GMB, the union for energy workers, is backing a call by Scottish Gas for the cost of renewable energy subsidies taken off utility bills and instead paid for by general taxation.
The Office for Budgetary Responsibility predicts that the ‘green’ surcharge which the UK’s 27 million households already pay is set to as much as treble over the next five years years to £250 per year.
Iain Conn, chief executive of Centrica, which owns Scottish Gas, said ‘green taxes’ are the main cause of rising household bills and wants the Government to meet the costs from general taxation.
GMB has long argued charging energy customers for green initiatives amounts to a regressive form of taxation.
Stuart Fegan, GMB National Officer for Energy, said: “Where energy subsidies of any sort can be shown to be justified and in the public interest, it’s clear they should be paid for out of general taxation.
“Hiking hard up customers’ energy bills is nothing more than an unfair and regressive green tax.

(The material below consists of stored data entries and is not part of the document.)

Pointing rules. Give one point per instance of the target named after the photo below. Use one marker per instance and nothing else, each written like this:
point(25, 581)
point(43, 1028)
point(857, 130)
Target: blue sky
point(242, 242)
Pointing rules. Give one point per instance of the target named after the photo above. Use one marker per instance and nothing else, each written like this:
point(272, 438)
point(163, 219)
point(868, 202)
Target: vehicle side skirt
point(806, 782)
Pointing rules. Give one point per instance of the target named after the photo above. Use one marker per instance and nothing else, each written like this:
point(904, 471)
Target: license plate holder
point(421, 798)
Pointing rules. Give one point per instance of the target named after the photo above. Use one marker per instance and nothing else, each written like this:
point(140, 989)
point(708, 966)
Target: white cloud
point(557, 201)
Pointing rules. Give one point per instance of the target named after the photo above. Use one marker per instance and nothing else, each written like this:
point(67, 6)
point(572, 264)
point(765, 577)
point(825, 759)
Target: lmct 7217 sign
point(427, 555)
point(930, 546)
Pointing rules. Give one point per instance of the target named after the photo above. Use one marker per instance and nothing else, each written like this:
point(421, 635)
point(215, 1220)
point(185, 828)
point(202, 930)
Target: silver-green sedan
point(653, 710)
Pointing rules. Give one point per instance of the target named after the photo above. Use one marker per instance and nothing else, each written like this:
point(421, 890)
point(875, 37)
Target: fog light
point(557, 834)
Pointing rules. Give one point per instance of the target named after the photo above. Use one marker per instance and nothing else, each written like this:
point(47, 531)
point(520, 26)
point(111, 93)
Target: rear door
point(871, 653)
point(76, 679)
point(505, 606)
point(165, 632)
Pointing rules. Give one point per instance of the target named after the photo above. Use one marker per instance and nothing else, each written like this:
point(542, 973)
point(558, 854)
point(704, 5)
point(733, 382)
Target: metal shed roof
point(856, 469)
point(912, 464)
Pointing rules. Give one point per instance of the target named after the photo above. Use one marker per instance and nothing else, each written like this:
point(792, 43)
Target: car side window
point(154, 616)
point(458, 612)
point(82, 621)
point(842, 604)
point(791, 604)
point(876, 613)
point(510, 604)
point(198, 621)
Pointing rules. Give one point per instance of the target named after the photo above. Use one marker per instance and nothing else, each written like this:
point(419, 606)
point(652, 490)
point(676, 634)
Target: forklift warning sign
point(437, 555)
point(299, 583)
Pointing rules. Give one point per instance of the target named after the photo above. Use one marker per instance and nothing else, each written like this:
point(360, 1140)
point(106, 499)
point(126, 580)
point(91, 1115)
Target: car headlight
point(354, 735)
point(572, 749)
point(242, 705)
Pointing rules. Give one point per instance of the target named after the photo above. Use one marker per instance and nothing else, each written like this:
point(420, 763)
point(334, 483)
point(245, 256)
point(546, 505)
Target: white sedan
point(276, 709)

“Green subsidies on everybody’s energy bills are set to treble within 5 years to £10 per week.
“GMB is calling for this to be paid for through general taxation along with an urgent investigation into the wind power ‘racket’ that is lining the pockets of big companies at the expense of every single energy bill payer and household in the country.
“Electricity is a natural monopoly and now the public are being ‘had over’ by paying twice through spiralling consumer energy bills and taxpayer hand outs.
“Each of the 27 million households in Britain has already had to ‘cough up’ to wind farmers for not producing any electricity, and that may be just the tip of the iceberg.”
Meanwhile, the head of Britain’s fastest growing independent energy supplier will today call for immediate action from Government and regulators to help millions of households trapped on punitive energy tariffs operated by the Big Six.
Bill Bullen, Chief Executive of Utilita Energy, says the Big Six energy providers deliberately under-cut new entrants to the market in a loss-leading strategy to attract new customers – while existing households are left stranded on high tariffs.
He is due to tell a fuel-poverty charity today: “In some cases, the discounts the Big Six are offering to attract new customers are greater than their operational expenditure to provide the service.
“So there would appear to be a case to suggest the Big Six are guilty of differential pricing. We believe that is illegal for dominant players.
“The effect of this is to undercut new entrants to the market, thus inhibiting the growth of competition – the very thing the Government and regulators say they want to encourage.”